Donaldson manufactures filtration systems designed to eliminate contaminants from air liquids, with the bulk of the company's applications addressing intake/exhaust systems and liquid-filtration systems. About 56% of DCI's business is engine product-based, 44% industrial products-based.
That's hardly a glamorous, famed-filled business but Donaldson doesn't mind: it's operations span the U.S., Europe, Asia and other regions, with 30 strategically-located facilities. Donaldson's shares gained 18 cents to end at $41.89 in Tuesday afternoon trading.

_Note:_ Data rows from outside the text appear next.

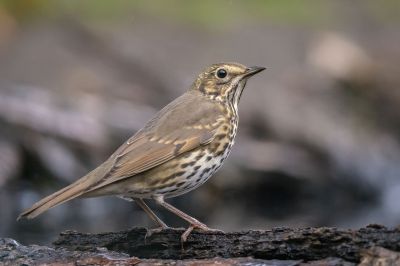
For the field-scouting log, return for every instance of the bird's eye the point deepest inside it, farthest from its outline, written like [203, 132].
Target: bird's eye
[221, 73]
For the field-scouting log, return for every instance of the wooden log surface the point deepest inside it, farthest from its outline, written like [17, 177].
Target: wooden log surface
[373, 245]
[278, 243]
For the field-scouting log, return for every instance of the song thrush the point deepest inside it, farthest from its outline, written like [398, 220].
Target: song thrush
[174, 153]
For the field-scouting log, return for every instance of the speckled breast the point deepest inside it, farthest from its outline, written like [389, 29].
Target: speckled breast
[191, 169]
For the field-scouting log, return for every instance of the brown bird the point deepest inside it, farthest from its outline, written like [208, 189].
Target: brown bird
[178, 150]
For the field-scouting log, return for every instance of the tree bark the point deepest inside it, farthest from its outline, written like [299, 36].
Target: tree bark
[373, 245]
[278, 243]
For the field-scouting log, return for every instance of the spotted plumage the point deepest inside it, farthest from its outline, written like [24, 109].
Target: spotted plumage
[175, 152]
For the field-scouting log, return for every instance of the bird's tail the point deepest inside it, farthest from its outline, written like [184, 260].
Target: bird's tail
[70, 192]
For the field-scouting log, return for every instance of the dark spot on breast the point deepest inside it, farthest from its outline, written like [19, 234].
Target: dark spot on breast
[180, 184]
[178, 147]
[220, 136]
[225, 146]
[198, 157]
[184, 165]
[191, 175]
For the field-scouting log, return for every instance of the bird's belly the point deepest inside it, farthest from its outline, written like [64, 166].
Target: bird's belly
[180, 175]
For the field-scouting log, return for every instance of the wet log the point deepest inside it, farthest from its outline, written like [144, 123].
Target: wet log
[373, 245]
[279, 243]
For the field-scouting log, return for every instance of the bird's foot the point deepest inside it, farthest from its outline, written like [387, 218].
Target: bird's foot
[200, 226]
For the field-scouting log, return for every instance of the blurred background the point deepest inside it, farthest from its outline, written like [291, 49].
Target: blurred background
[318, 141]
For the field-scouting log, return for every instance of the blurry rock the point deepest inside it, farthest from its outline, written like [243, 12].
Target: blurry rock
[379, 256]
[340, 57]
[9, 161]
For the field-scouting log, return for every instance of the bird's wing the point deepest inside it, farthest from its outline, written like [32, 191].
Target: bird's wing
[171, 133]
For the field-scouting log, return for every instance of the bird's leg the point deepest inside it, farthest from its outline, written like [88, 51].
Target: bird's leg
[153, 216]
[194, 223]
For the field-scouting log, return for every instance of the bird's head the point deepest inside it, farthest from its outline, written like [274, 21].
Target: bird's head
[224, 81]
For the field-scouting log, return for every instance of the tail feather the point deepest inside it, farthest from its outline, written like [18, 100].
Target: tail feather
[68, 193]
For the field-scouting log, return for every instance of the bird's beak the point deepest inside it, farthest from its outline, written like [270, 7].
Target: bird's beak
[250, 71]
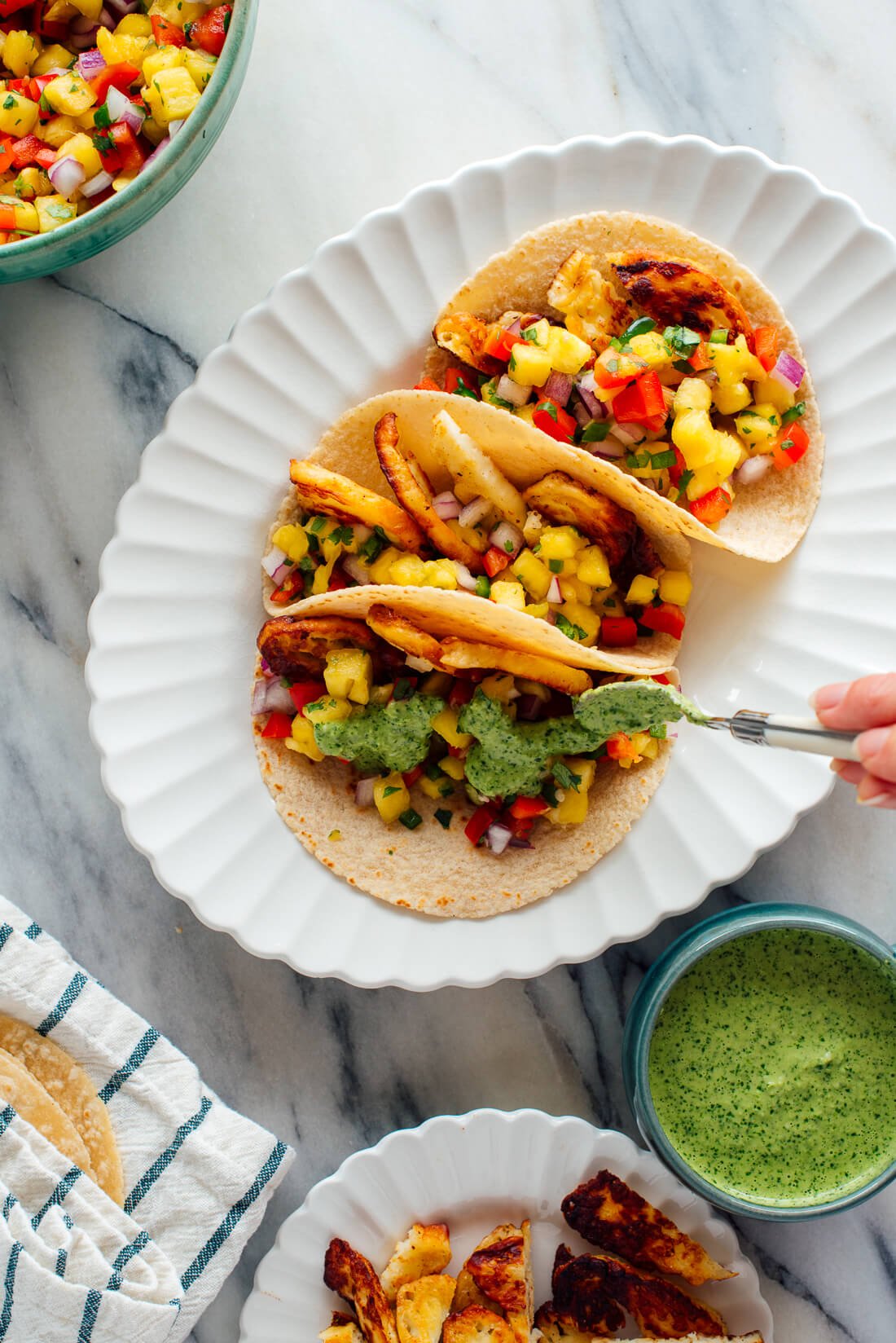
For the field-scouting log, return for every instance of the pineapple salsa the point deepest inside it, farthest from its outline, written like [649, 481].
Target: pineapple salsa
[688, 412]
[90, 95]
[512, 746]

Further, although U.S. market softness is expected to continue through at least the end of 2007, DCI stands to gain from emerging market nations' continued investment in infrastructure, construction, mining, and agriculture. Analysts are keeping an eye on Donaldson's raw material / core component costs, but that doesn't negate DCI's advantageous position for the delivery of in-demand goods to emerging market customers. The Reuters F2008/F2009 EPS consensus estimates for DCI are $1.99/$2.26.
[Note: Technical analysis agnostics stop reading here; all others continue.]
Technically, Donaldson's chart looks strong. After straddling the 50-day moving average for months, the stock is now above it and has been above its 200-day moving average for about 4 months. Further, an August 2007 dip did not violate a long-term uptrend. DCI's p/e of 22 is high, but not outlandish.
Stock Analysis: Donaldson is a moderate-risk stock not suitable for low-risk investors. Investors with an investment horizon longer than 1 year should be rewarded from DCI's shares. Sell / Stop Loss: $28.